Béatrice MOLLE-HARAN

Euskara : un décalage de plus en plus flagrant

Béatrice Molle-Haran. © Sylvain Sencristo
Béatrice Molle-Haran. © Sylvain Sencristo

A l’occasion de l’examen de la loi sur la Collectivité européenne d’Alsace par les sénateurs, la ministre de la Cohésion des territoires et des Relations avec les collectivités territoriales, Jacqueline Gourault, a affirmé que “l’enseignement immersif est possible, bien sûr dans des écoles privées comme les Diwan, mais pas dans les écoles publiques, car on ne peut pas raisonnablement l’imposer aux parents”.

Comme un écho aux mobilisations en cours dans plusieurs écoles publiques du Pays Basque Nord demandant l’ouverture de postes à la rentrée prochaine pour un enseignement immersif, ouvertures de postes bloquées par le ministère de l’Education nationale.

Euskal Konfederazioa a rétorqué, exprimant sa colère et démentant notamment les propos de la ministre rappelant qu’avec ce système, “les enfants apprennent en basque à la maternelle puis également en français à partir du primaire. L’immersion est la seule solution pour qu’un enfant francophone unilingue entrant à l’école en ressorte bilingue”. De plus le système immersif n’est pas “imposé” aux parents et repose exclusivement sur le choix des parents. Nous ne pouvons imaginer que la ministre ne soit pas au courant de ces postulats. Dans le cas contraire, cela témoignerait du manque d’intérêt et d’informations concernant l’enseignement en langue territoriale.

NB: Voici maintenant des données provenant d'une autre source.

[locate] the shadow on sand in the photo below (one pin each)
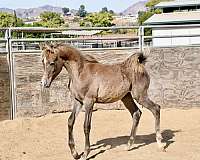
(142, 140)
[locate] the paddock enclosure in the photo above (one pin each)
(174, 72)
(33, 133)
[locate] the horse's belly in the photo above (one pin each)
(110, 93)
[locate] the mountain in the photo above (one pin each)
(6, 10)
(34, 12)
(133, 9)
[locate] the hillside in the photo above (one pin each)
(34, 12)
(133, 9)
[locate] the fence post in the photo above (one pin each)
(141, 38)
(11, 74)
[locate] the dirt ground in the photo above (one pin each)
(45, 138)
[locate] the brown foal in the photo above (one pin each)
(93, 82)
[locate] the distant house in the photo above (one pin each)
(176, 13)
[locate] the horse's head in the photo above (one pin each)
(52, 64)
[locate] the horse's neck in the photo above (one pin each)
(74, 69)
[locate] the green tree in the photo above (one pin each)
(65, 10)
(152, 3)
(101, 19)
(144, 15)
(111, 12)
(10, 20)
(81, 11)
(50, 19)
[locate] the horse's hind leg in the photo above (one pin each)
(155, 109)
(135, 113)
(88, 104)
(76, 109)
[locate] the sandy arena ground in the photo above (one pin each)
(45, 138)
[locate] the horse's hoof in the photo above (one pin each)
(128, 147)
(83, 158)
(76, 156)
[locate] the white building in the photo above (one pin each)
(183, 12)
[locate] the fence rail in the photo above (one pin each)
(139, 41)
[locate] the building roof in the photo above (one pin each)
(178, 3)
(174, 18)
(81, 33)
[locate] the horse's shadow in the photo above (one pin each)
(142, 140)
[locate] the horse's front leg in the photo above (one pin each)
(87, 126)
(76, 109)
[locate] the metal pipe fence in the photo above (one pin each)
(138, 41)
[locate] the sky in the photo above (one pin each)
(91, 5)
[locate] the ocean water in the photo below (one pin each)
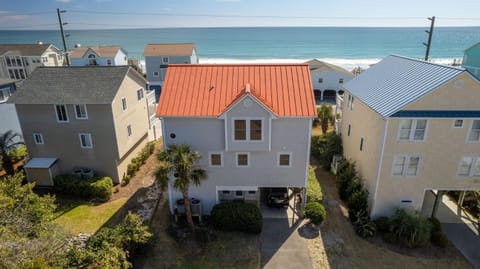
(345, 46)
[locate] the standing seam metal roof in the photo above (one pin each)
(397, 81)
(209, 90)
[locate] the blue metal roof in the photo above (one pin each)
(397, 81)
(437, 114)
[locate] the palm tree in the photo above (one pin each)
(179, 161)
(325, 115)
(9, 141)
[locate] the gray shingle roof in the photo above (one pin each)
(24, 49)
(397, 81)
(70, 85)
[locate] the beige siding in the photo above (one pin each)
(136, 115)
(439, 153)
(367, 124)
(62, 139)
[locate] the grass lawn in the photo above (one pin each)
(85, 217)
(339, 247)
(228, 250)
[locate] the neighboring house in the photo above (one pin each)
(412, 127)
(18, 61)
(100, 123)
(159, 56)
(98, 55)
(327, 80)
(471, 60)
(250, 123)
(8, 114)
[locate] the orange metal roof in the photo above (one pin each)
(180, 49)
(209, 90)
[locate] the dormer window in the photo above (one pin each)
(92, 59)
(248, 129)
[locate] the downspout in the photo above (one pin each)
(380, 164)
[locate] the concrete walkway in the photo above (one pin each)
(282, 245)
(461, 228)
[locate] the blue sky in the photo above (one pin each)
(94, 14)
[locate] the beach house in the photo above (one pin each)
(98, 55)
(327, 80)
(159, 56)
(250, 123)
(18, 61)
(471, 60)
(8, 114)
(98, 124)
(412, 127)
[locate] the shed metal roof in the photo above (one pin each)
(209, 90)
(397, 81)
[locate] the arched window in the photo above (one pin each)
(92, 59)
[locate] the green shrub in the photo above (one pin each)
(324, 147)
(345, 176)
(411, 230)
(437, 237)
(357, 202)
(131, 169)
(364, 227)
(382, 224)
(102, 189)
(315, 212)
(314, 190)
(235, 216)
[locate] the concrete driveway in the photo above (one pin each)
(461, 228)
(282, 245)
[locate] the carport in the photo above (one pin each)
(294, 209)
(461, 228)
(41, 171)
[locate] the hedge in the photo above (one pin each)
(94, 188)
(237, 216)
(315, 212)
(314, 190)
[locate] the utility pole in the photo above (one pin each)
(429, 32)
(63, 34)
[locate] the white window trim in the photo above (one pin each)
(248, 159)
(124, 107)
(129, 130)
(468, 133)
(91, 141)
(221, 159)
(411, 135)
(406, 164)
(470, 172)
(56, 113)
(41, 142)
(76, 114)
(143, 94)
(289, 159)
(247, 120)
(458, 127)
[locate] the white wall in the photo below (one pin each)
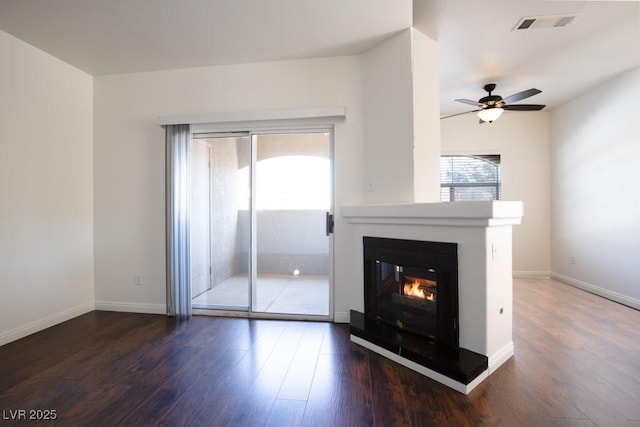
(129, 158)
(595, 192)
(46, 190)
(388, 121)
(523, 141)
(426, 123)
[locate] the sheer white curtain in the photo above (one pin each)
(178, 187)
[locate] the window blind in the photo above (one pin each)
(470, 177)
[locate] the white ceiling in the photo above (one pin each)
(475, 38)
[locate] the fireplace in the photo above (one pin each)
(411, 308)
(413, 285)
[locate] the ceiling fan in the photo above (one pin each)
(492, 106)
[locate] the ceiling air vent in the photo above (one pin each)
(553, 21)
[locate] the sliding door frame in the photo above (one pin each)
(210, 131)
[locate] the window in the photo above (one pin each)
(465, 178)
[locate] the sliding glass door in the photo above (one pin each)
(292, 197)
(228, 215)
(270, 197)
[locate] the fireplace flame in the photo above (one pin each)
(416, 290)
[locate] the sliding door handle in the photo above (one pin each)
(328, 223)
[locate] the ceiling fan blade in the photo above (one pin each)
(470, 102)
(521, 95)
(458, 114)
(524, 107)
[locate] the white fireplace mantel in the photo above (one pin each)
(460, 214)
(483, 232)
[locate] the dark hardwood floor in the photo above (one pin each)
(577, 363)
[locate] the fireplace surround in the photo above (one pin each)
(411, 305)
(483, 233)
(413, 286)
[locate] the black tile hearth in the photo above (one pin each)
(456, 363)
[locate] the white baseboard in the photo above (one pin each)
(47, 322)
(131, 307)
(342, 317)
(499, 357)
(532, 274)
(605, 293)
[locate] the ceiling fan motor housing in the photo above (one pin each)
(490, 101)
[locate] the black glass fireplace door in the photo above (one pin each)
(413, 286)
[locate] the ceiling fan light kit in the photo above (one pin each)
(491, 107)
(490, 114)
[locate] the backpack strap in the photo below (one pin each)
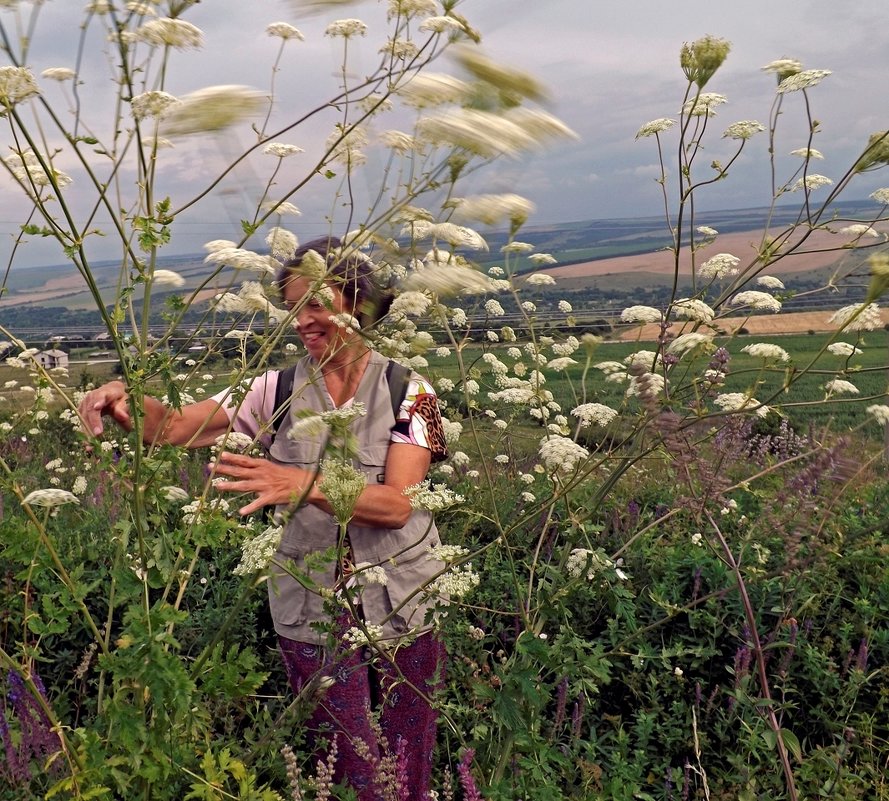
(397, 377)
(283, 391)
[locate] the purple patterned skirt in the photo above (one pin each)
(391, 687)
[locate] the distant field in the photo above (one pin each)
(812, 255)
(761, 324)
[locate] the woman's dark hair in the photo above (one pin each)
(351, 273)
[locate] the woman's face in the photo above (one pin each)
(322, 337)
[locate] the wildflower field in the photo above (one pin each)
(665, 558)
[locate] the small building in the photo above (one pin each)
(51, 358)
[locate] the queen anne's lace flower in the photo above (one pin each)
(346, 28)
(880, 413)
(151, 104)
(281, 150)
(357, 637)
(767, 351)
(257, 553)
(432, 497)
(441, 25)
(807, 153)
(857, 317)
(411, 8)
(167, 278)
(757, 300)
(282, 243)
(587, 564)
(840, 387)
(58, 74)
(212, 109)
(50, 498)
(285, 31)
(859, 230)
(641, 314)
(456, 583)
(689, 341)
(590, 414)
(493, 209)
(770, 282)
(783, 67)
(811, 182)
(693, 309)
(843, 349)
(173, 494)
(16, 84)
(743, 129)
(802, 80)
(561, 455)
(242, 259)
(655, 127)
(342, 485)
(704, 104)
(738, 401)
(719, 266)
(168, 32)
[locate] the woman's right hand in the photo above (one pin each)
(111, 399)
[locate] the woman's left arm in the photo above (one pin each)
(379, 506)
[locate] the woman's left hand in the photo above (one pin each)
(271, 483)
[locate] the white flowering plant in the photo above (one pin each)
(583, 517)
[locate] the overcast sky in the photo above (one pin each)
(609, 67)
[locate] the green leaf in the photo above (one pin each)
(791, 743)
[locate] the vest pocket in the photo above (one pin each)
(293, 604)
(401, 602)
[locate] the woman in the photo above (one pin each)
(394, 452)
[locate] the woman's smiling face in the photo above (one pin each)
(322, 337)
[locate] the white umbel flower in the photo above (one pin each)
(50, 498)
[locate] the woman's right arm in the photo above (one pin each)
(194, 425)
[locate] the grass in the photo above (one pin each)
(803, 402)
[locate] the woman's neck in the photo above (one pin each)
(343, 373)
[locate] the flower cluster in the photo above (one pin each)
(258, 552)
(720, 266)
(432, 497)
(342, 485)
(561, 455)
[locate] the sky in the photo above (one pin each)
(608, 68)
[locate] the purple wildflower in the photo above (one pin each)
(467, 782)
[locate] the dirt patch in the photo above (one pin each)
(819, 249)
(760, 325)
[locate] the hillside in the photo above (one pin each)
(603, 265)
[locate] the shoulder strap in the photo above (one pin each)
(283, 391)
(397, 376)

Dans les deux cas envisagés, ignorance ou volonté politique affirmée, ces déclarations jacobines d’un autre temps témoignent de la position d’un gouvernement souhaitant paradoxalement incarner un nouveau monde. De nombreux élus du Pays Basque Nord ont réagi expimant leur déception et leur opposition à ces propos. Des propos mettant en lumière un décalage croissant entre la volonté exprimée par les habitants des territoires concernés et le gouvernement. Décalage d’autant plus grand, en plein déroulement de la Korrika 2019 mettant en exergue la ferveur et l’attachement sans faille d’un territoire envers sa langue.

Au-delà de ces déclarations, les ministres passent, et le combat pour l’euskara continuera. Cela témoigne aussi d’un manque de respect envers les élus locaux se battant avec les moyens du bord de plus en plus restreints, afin de promouvoir l’euskara. Les parents d’élèves et leur progéniture d’Irissarry, Ainhoa, Anglet, Ahaxe et autres écoles à l’avenir sont-ils des citoyens de seconde zone ne pouvant bénéficier d’un service public digne de ce nom pour l’éducation de leurs enfants ? N’ est-ce pas le rôle de l’Education nationale de mettre les moyens adéquats lorsqu’une volonté forte et réaliste s’exprime ?

Ces positions témoignent aussi de la politisation dans le mauvais sens du terme de cette problématique d’enseignement de langues territoriales et d’affrontement voulu entre langue dominante et langue dite dominée. La langue basque est le patrimoine de tous, et n’appartient à personne. Paradoxalement par ces déclarations, la ministre met des limites à cet enseignement immersif et le reproche de ghettoisation souvent fait aux défenseurs de l’euskara se retourne contre elle. Au final, la démonstration éclatante du succès de la Korrika 2019 et les politiques volontaristes de beaucoup d’élus locaux compensent certes, ce qui est un déni de droit de la part du gouvernement. Ce qui n’empêche pas de dénoncer l’injustice concernant l’enseignement du basque. Et son indispensable réparation.